Le nuove strutture scoperte presenterebbero la stessa forma del cosiddetto Zed presente all’interno della Grande piramide, proprio sopra la Camera del re. I cinque Zed apparirebbero, in questo caso, collegati da precisi percorsi geometrici. Ma non basta. Accanto a queste, ci sarebbero altre incredibili strutture secondarie visibili da varie angolazioni satellitari.
Le gigantesche strutture cilindriche
Le strutture della piramide di Chefren sono state ricostruite in 3D attraverso l’esame di decine di immagini tomografiche ottenute da diverse angolazioni, tramite Capella Space e Umbra. Ma a impressionare maggiormente l'opinione pubblica e gli stessi studiosi è la scoperta, sotto il suolo della piramide, di gigantesche strutture cilindriche allineate verticalmente che paiono sprofondare per centinaia di metri sotto Giza. Più nello specifico, otto di queste sarebbero disposte in due file parallele da nord a sud, e scenderebbero fino ad una profondità di oltre 650 metri, andando a finire in due grandi cassoni cubici di circa 80 metri per lato.
Questi otto elementi cilindrici catturati dalle immagini tomografiche vengono descritte dai ricercatori del team quali pozzi verticali, cavi all’interno e circondati da percorsi a spirale discendente. Strutture che ricorderebbero, in definitiva, talune opere tubolari ritrovate in India e in Turchia. Qualcosa di simile, almeno quanto a conformazione, all’italiano pozzo di San Patrizio di Orvieto, per intenderci.
L’ultima fase del progetto è stata quella dell’analisi dei dati tesa a stabilire l’estensione delle costruzioni sotterranee della Piana di Giza. E le immagini tomografiche rivelano con chiarezza – sostengono Malanga, Biondi e Mei - come sotto l’altopiano esistano strutture, proprio sotto le piramidi di Chefren, Khufu e Menkaure (Mykerinos), estese per oltre due chilometri. Strutture che – ad avviso dei ricercatori - formano una vasta area di costruzioni non naturali, secondo precise geometrie complesse. Inutile dire che molti studiosi accademici si dicono estremamente scettici riguardo a tali enunciazioni. Ma c'è solo un modo per confutare i risultati dello studio del team di Malanga: effettuare le verifiche del caso.
Domande a cui è doveroso rispondere
E allora, cosa succederà? Sarà interessante vedere quali sviluppi ci saranno e se chi di dovere effettuerà, come sarebbe doveroso e secondo criteri di imparzialità, le verifiche. I tre ricercatori, in ogni caso, non molleranno la presa. Gli approfondimenti infatti proseguiranno a qualsiasi costo, dichiarano. “Nella quarta fase della nostra indagine – dicono - le strutture scoperte saranno ulteriormente analizzate, con la possibilità di scavo, per verificarne la natura artificiale”.

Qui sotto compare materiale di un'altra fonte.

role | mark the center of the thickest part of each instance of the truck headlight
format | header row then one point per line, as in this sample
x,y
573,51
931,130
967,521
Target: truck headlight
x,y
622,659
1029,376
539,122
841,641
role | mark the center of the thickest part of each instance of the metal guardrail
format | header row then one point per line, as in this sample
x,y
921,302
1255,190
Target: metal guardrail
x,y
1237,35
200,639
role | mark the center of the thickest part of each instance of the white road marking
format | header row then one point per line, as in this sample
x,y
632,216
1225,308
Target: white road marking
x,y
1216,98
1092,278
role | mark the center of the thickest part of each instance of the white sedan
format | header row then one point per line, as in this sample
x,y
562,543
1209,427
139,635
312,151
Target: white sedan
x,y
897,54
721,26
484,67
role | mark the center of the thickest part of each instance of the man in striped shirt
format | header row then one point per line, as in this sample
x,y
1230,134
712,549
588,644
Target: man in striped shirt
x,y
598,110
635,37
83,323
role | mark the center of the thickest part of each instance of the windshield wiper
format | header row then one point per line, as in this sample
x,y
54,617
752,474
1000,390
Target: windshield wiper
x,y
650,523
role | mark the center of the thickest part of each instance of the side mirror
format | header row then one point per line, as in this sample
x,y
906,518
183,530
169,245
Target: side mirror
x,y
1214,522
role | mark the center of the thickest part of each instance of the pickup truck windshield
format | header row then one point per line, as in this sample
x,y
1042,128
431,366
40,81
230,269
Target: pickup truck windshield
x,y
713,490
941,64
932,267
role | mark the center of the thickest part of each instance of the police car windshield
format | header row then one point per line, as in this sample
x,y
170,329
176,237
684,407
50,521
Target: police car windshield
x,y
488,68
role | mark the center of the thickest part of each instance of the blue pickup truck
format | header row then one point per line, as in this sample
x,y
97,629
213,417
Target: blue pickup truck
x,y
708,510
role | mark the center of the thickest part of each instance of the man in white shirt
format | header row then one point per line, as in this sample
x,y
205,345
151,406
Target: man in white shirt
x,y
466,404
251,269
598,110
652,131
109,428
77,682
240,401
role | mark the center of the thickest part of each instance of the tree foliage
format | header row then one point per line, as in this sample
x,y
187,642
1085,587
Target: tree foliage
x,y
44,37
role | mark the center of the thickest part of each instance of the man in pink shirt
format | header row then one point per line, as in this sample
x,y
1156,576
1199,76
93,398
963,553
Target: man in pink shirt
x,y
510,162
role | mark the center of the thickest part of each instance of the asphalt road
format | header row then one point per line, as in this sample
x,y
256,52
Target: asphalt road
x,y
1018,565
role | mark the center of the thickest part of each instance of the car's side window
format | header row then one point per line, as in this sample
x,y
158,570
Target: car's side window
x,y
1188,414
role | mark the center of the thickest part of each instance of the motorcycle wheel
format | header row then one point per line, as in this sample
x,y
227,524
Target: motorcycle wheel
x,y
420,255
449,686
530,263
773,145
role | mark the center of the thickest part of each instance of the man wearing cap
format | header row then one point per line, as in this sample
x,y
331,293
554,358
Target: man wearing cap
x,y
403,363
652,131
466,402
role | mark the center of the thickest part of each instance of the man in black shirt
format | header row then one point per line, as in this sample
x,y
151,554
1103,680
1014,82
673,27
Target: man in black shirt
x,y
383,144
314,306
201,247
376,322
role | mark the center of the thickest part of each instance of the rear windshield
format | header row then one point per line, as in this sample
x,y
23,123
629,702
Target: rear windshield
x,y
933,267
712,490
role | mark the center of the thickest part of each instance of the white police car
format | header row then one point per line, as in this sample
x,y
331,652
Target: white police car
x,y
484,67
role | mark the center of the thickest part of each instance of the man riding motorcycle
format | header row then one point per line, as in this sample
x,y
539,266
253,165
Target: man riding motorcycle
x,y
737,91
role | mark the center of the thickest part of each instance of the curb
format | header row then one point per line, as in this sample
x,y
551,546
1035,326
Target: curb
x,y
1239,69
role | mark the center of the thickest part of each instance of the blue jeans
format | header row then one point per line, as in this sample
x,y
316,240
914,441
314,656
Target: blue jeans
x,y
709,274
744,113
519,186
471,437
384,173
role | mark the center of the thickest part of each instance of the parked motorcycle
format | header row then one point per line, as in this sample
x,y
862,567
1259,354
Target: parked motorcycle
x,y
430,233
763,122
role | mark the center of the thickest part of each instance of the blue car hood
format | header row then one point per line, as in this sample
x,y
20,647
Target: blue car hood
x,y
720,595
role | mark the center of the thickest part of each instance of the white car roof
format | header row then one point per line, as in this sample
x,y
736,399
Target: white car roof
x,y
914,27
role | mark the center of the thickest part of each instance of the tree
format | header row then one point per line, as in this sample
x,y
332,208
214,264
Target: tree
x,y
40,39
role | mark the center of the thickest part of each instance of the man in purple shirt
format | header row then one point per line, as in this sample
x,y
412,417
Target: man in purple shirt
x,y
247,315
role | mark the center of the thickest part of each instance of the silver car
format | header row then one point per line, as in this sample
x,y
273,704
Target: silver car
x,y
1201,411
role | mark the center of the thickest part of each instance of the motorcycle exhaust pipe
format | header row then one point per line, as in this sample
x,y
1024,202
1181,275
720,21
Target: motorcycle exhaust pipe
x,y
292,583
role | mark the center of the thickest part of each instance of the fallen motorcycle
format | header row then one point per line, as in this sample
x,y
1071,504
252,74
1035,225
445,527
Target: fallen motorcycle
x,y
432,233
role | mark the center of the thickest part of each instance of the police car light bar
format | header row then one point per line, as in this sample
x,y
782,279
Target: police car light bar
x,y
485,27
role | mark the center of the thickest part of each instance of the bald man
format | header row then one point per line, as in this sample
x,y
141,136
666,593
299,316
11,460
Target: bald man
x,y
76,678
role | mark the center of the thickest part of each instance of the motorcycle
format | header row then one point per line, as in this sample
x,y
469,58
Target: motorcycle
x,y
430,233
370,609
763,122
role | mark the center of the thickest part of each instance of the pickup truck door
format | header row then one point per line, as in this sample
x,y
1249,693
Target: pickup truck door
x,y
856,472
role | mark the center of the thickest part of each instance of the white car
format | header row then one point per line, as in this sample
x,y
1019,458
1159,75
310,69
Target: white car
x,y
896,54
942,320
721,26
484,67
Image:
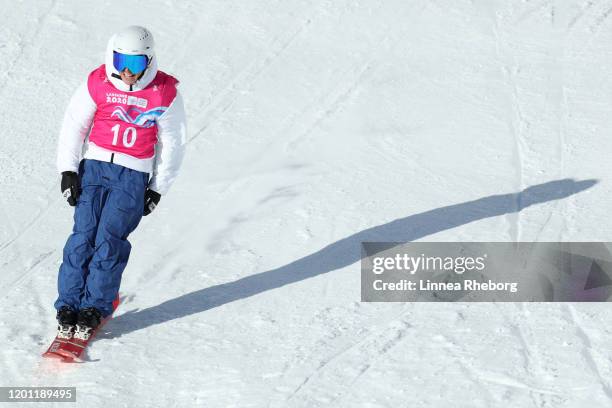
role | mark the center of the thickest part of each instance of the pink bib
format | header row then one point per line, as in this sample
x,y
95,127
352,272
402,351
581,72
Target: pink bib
x,y
125,122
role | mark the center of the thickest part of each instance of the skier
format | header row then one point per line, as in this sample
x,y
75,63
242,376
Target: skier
x,y
134,118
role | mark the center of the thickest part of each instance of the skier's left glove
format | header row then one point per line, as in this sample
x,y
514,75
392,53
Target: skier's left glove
x,y
70,187
151,200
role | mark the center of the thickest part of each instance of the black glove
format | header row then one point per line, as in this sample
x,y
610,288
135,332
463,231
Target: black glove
x,y
151,200
70,187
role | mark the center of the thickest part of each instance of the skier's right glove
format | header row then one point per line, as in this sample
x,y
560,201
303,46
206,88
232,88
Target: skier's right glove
x,y
151,200
70,187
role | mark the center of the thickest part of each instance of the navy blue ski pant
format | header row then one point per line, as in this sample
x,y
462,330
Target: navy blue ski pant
x,y
108,210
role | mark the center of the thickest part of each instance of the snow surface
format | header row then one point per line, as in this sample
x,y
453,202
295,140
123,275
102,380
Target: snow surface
x,y
313,126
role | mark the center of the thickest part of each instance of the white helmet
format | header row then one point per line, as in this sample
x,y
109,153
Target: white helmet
x,y
134,40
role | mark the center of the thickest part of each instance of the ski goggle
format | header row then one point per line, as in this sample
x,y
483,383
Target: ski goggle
x,y
135,63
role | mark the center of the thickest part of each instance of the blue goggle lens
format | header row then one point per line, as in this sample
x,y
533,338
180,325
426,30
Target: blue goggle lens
x,y
135,63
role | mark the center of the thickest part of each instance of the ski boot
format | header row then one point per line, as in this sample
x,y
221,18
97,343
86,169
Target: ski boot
x,y
89,319
66,319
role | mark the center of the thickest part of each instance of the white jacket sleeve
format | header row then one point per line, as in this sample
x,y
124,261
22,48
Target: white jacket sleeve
x,y
75,127
170,148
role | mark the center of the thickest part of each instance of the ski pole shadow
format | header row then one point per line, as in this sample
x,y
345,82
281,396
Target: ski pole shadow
x,y
345,252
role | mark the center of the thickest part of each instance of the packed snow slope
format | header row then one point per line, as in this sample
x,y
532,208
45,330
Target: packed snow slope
x,y
314,126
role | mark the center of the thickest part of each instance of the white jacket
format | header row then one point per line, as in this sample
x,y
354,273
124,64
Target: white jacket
x,y
171,133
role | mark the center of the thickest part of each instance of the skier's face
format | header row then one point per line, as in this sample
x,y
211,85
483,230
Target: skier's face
x,y
129,78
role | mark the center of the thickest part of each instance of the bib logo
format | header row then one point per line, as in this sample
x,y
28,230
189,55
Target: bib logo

Per l’intanto, allo stato attuale, si impongono delle domande fondamentali, come dichiara lo stesso professor Malanga in una intervista di Byoblu: I rilievi scientifici effettuati consentono di dire che sotto le piramidi di Giza ci sono delle strutture finora sconosciute. Queste strutture non sono naturali e dunque sono state necessariamente costruite da qualcuno. Se ciò è vero, diventa allora d’obbligo rispondere a delle doverose e logiche domande: Chi le ha fatte? Quando? E a cosa servivano? Rispondere nell’immediato non è semplice, ma una cosa è certa secondo il professore: “Non sono certo stati gli antichi egizi”.